Second in the ‘recent form’ table. Nine games unbeaten in all competitions. Six clean sheets in that run.

No, it’s nothing to do with Newcastle’s start to life in the second tier after spending £200m next summer, nor a prediction of Spurs’ upturn in fortunes after running away from Antonio Conte in training for two months. It’s Arsenal, here and now, ahead of a home match with Watford which they’ll be comfortable favourites for and which could see them head into the international break in the top five of the Premier League with the most settled and optimistic outlook around the club since, well, probably since they won the FA Cup in the fledgling months of Mikel Arteta’s reign. This fixture marks game No100 in charge for the Spaniard.

So is this the path Arsenal have been trying for so long to get back onto, the requisite number of corners finally turned to see the fabled process lead to a successful reality? It would be miserly to dismiss results entirely, but neither can the line of Ws be simply taken as an indication of incoming success, that the good times are ready to roll again. For starters, Arsenal have been here before. Secondly, those matches were not, let’s say, all against the most intimidating of opposition. As ever, the real truth requires more digging and a little more patience to fully unfurl.

Arsenal’s recent mini-run began at home to Norwich. Considering nobody in this league against that opposition has yet tasted defeat, in and of itself a 1-0 victory is nothing to shout about. Nor too are League Cup wins over third-tier AFC Wimbledon and an under-strength, semi-rotated Leeds side. Then there are the games the Gunners didn’t win: battered but survived a goalless draw against Brighton and a 2-2 with Crystal Palace, a point earned with late fortune having been distinctly second-best.

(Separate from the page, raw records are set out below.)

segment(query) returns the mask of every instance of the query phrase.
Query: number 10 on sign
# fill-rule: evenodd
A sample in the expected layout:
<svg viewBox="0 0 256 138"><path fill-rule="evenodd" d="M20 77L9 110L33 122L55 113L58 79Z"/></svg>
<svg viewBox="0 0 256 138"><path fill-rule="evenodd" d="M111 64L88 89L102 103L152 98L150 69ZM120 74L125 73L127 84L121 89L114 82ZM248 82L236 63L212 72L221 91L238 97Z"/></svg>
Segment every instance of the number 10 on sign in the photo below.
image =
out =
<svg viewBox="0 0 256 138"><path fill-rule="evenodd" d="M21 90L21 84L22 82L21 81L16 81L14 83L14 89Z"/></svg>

For big performances and deserved victories, Arteta must look to the points taken from Spurs - where the Gunners started fast and furious and were rightly lauded for a superb early derby showing - Aston Villa and Leicester. Those are all teams who harbour ambitions of being in and around similar areas of the table to Arsenal, the fighting-for-fourth-but-in-the-top-seven-if-not category.

Arsenal won each of them with at the very least convincing spells and, at the better end of the performance spectrum, outright domination. They also caught each of those three perceived rivals in moments of real poor form.

In the most recent of them, the Aaron Ramsdale-inspired victory at the King Power Stadium, the same truths can be taken as warning signs or reasons for genuine praise and progress: Arteta was indebted most of all not to his expensive forwards or his homegrown attacking gems, but his defensive pillars. His goalkeeper made a series of top stops, for sure - notwithstanding the wild exaggerations of just how incredible that free-kick save was - but Gabriel Magalhaes put neither a foot nor a header wrong all game. The centre-back, and his slowly blossoming relationship with Benjamin White, is where most pleasure should be taken so far in this run. So too the structure, ball-winning ability and vastly reduced unreliability of the zone in front of them, Thomas Partey and Albert Sambi Lokonga shining as a pairing in back-to-back league wins of late. The recent absence of Granit Xhaka in that area and the more cohesive foundation is not a coincidence.

Emile Smith Rowe has been sparkling, Bukayo Saka has match-winning moments, Pierre-Emerick Aubameyang has found the net. All of those are true. But they’d be true (if in more irregular fashion) even if those behind them were not finding form and consistency. When the defence is severely and repeatedly tested, it suggests that issues remain. But, conversely, when the defence comes through successfully, that’s the platform which gives reason to think this run of form could be different to previous ones.

For, as mentioned, Arsenal have been here before.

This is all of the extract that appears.